Re: What is co-housing really?
From: Kristen Simmons (
Date: Fri, 29 Aug 2008 07:41:31 -0700 (PDT)
What is cohousing really? That depends... ;-)

Communities that describe themselves as cohousing usually share the
six characteristics at this link: . The biggest requirement
is to know and work with ones neighbors.

Beyond that, each community is unique. Most communities have a vision
and/or mission statement, which might be something to examine if you
are looking for a specific type of community. It would be possible to
have a really narrowly defined cohousing community. For example, there
could a cohousing community for women who voted for Bush and are less
than 5' tall. But, it's doubtful that a bank would finance that
project or that most folks could get a mortgage. The Fair Housing Act
might have something to say about resales, as well. But it could still
be cohousing!

I am a part of a group that is now forming in Boston. We are actively seeking to be diverse in
terms of income, race, age, sexual identity. We are putting time and
money into making that a reality. But it's tricky.

For example, regarding income diversity, we would like to have
households that are below 80% of the area median income. Those
households must be able to rent. We would like to have households at
30% of the area median income. Those households need to rent and also
need subsidies for any housing. To be truly diverse, we need to have
some rental housing, which someone or something will have to own.
(Reminder, we are developing in a dense, urban area. Tents, trailers,
build-it-yourself won't work here. The income levels are based on lots
of research, that I am more than happy to share.)

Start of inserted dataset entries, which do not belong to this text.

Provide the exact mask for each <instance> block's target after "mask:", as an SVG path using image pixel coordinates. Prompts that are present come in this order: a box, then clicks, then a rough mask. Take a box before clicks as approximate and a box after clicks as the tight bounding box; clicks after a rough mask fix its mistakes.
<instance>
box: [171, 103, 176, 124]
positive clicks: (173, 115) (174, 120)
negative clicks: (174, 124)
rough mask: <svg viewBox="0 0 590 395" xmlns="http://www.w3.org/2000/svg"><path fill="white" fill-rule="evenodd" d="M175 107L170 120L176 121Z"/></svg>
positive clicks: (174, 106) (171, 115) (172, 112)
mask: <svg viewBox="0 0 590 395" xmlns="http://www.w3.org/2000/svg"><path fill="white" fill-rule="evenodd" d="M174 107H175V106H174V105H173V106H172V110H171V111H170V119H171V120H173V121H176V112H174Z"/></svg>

Who will own these rental units? Our current membership is not
wealthy. Most of us can barely afford our own units. Professionally,
we work with the elderly and the mentally ill in the non-profit
sector; we research; we preach. We do not make a lot of money, but we
are focused on our community and beyond!  We are working very hard to
make income diversity a reality. But what if we can't make it happen?
What if we can't get the financing for rental units as well as
financing for our own residences? What if we can't find a non-profit
to own a unit or two for rental? Will that mean that we are income
exclusive? (I'll admit that I am a bit sensitive about this. It's hard
to have a vision that may not happen, in part because we live in a
capitalist economy.)

I suspect that most forming groups really struggle with these issues.
It isn't easy. I would love to learn how other groups have made
diversity, especially in income and race, a reality while forming.
Donations for a couple deeply affordable units are also welcome!